The Tertiary Education Commission cut $2.4 million from Lincoln University's funding earlier this year, official documents reveal.
They show the commission decided the university's Telford division should no longer be protected from enrolment drops by a funding guarantee introduced after the 2011 Canterbury earthquake.
The guarantee, or funding recovery exemption, ensured Canterbury universities and polytechnics were funded at their pre-quake enrolments even if they enrolled fewer students and it runs until the end of 2018.
The commission's board removed the exemption from the Telford section "due to its significant under delivery and poor incentives".
The documents provided under the Official Information Act said Lincoln, which was formerly a separate polytechnic, was enrolling about 550 full-time students a year, but being funded for a target of 800.
The university's chief financial officer, Howard Gant, said the decision was not a surprise and it would not have much impact on the university's finances.
"It was understandable on the basis that Telford wasn't really impacted by the earthquakes," he said.
Mr Gant said the money was never paid to Lincoln so the university had simply accepted a lower amount of funding this year.
He said the change was not behind Lincoln's decision to divest itself of the Telford unit.
The documents, briefing papers to the Tertiary Education Minister, Steven Joyce, also show that the Tertiary Education Commission decided to halve the number of full-time students it funded at Telford to 235 next year.
Mr Gant said that should not put off prospective buyers of the division.
"We've done a lot of work to look at the infrastructure and the cost and we're moving forward with a fairly balanced situation in terms of anticipated revenue and costs, so the impact shouldn't be significant," he said.
Last month, Lincoln proposed restructuring including the loss of 17 jobs at the Telford campus.
Tertiary Education Union president Sandra Grey said ending the quake-related enrolment protection of Lincoln's Telford unit was probably reasonable.
"The institution and the staff and the students have always known that funding wouldn't go on and on.
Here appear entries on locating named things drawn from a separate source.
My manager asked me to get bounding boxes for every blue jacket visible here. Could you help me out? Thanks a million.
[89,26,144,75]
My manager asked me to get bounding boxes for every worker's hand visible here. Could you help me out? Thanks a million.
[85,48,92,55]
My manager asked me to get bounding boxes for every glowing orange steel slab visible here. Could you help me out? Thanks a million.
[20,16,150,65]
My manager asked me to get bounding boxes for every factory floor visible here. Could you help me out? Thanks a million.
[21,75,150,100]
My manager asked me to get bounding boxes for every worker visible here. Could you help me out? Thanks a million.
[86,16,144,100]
Telford is a division that wasn't primarily hit by the quakes so it probably is a reasonable decision, but the problem is it comes at a time when Telford's future is very much up in the air."
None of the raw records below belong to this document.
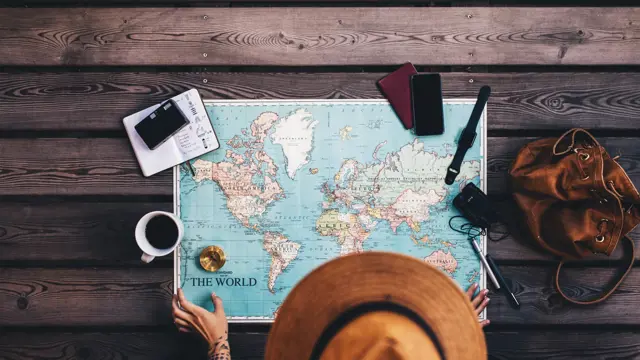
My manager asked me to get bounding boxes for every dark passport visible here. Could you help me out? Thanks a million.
[378,63,418,129]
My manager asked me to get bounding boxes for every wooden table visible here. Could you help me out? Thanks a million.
[0,0,640,360]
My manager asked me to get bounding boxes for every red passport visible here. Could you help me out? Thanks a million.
[378,63,418,129]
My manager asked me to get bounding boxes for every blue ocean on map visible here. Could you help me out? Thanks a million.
[176,101,485,320]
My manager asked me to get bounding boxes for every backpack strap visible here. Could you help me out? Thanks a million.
[555,235,635,305]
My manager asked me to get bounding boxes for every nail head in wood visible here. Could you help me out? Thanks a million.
[18,295,29,310]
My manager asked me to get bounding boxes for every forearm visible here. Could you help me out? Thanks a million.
[209,336,231,360]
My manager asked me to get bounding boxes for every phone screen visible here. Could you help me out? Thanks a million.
[411,74,444,136]
[135,100,189,150]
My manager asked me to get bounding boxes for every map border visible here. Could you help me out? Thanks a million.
[172,98,488,324]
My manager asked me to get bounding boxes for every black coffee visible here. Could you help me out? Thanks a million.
[145,215,178,249]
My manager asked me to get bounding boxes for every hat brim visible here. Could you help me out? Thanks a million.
[265,252,487,360]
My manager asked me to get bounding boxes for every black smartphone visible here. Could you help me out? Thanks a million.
[411,74,444,136]
[135,100,189,150]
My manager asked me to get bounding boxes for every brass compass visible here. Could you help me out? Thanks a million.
[200,246,226,272]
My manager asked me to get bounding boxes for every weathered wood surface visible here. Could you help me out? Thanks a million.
[0,136,640,196]
[0,200,640,266]
[487,266,640,325]
[0,200,640,266]
[0,268,173,327]
[0,7,640,66]
[486,328,640,360]
[0,265,640,327]
[0,139,172,195]
[0,201,173,265]
[0,325,640,360]
[0,72,640,130]
[0,332,267,360]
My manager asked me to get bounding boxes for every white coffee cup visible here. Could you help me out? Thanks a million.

The government said protection from enrolment drops was still in place for the rest of Lincoln and also for Canterbury University and the Christchurch polytechnic, now the Ara Institute.
That protection would run until the end of 2018.
Education statistics show Lincoln had about 500 fewer full-time students than its "commitment" for 2626 students last year. The University of Canterbury's commitment was for 12,789 domestic students, but it fell about 2000 students short.